Wall off sensitive Jira projects from AI agents
Security, legal, and HR projects share the same Jira as your sprint board. Keep agents from reading or writing them, and redact whatever still comes back.
For: Teams running AI on Jira with confidential projects in the same instance
Your security, legal, and HR projects sit in the same Jira instance as everything else. Incident-response, legal-hold, and HR-investigation work lives next to the sprint board, and an agent with Jira access sees all of it. Ask it to "summarize open issues" and the active security incident is in scope too.
The control is project-scoped and covers both ways into an issue. deny-view-search-sensitive-projects blocks the read side: it denies the two paths a caller has to reach an issue — fetching it directly by key, and JQL search — matched by project key, so the content never reaches the model context.
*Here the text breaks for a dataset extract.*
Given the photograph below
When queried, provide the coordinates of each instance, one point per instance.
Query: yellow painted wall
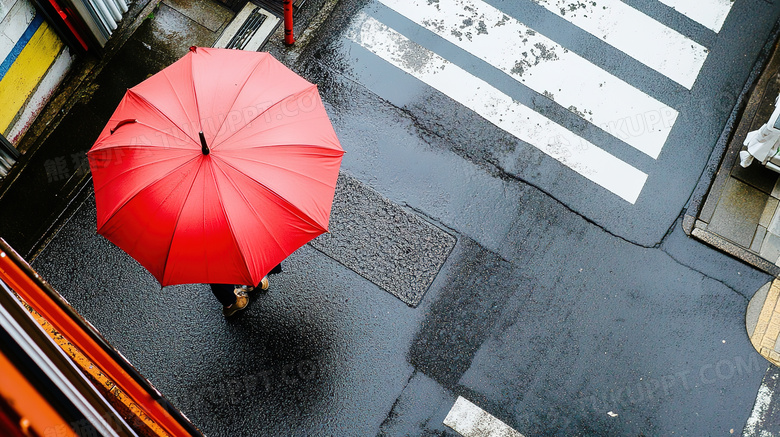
(26, 72)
The write side is handled by deny-write-sensitive-projects, which stops an agent from creating, commenting on, or transitioning issues in those projects.
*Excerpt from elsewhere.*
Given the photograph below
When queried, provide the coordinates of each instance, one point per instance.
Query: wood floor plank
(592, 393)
Whatever still comes back — including a summary the agent built from issue content it was allowed to read — runs through redact-sensitive-info, which masks secrets and PII before the response reaches the caller. The read and write policies each carry their own sensitive-project list, so set the same projects in both to keep the fences aligned. The atlassian bundle collects the curated set.
Policies in this guide
JIRA: Deny Sensitive Project Search and View
Keeps issues that belong to a configurable set of "sensitive" JIRA projects out of read access through the JIRA MCP server.
JIRA: Protect Sensitive Projects from Writes
Blocks write operations against issues that belong to a configurable set of "sensitive" JIRA projects.